Genetic discrimination prevented only by a voluntary insurance code
The UK has no statute banning genetic discrimination, unlike the US (GINA) or Canada (Genetic Non-Discrimination Act). Insurers' use of predictive genetic tests is limited only by the voluntary ABI Code on Genetic Testing and Insurance (three-year review, 2025), binding only signatories; employment protection is indirect via the Equality Act 2010. Meanwhile the state is normalising population genomics: the Generation Study is sequencing 100,000 newborns, and the 23andMe breach (£2.31m ICO fine, 2025) showed how genomic data leaks. The Progress Educational Trust and academics have called for legislation; no organisation owns the campaign.

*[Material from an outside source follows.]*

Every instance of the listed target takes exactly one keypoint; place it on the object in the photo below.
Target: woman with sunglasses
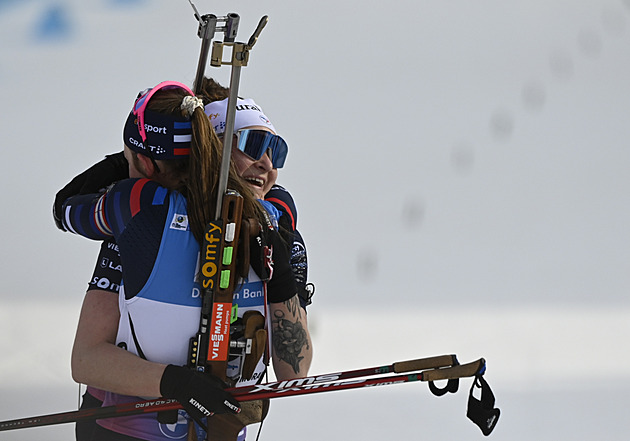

Newborns sequenced today carry that data for 80+ years under a code that can be rescinded by an industry board. Fear of genetic disadvantage measurably suppresses research participation and screening uptake, undermining the UK's genomics strategy itself.
A statutory prohibition on genetic discrimination in insurance and employment, plus statutory rules governing law-enforcement access to research genomic databases (NGRL, UK Biobank).
// State-led: Instrument: statutory prohibition on genetic discrimination plus law-enforcement access rules.
No statute bars genetic discrimination, only a rescindable industry code, and nobody owns the campaign; foreign models exist but stakes are contained for now with no dated trigger.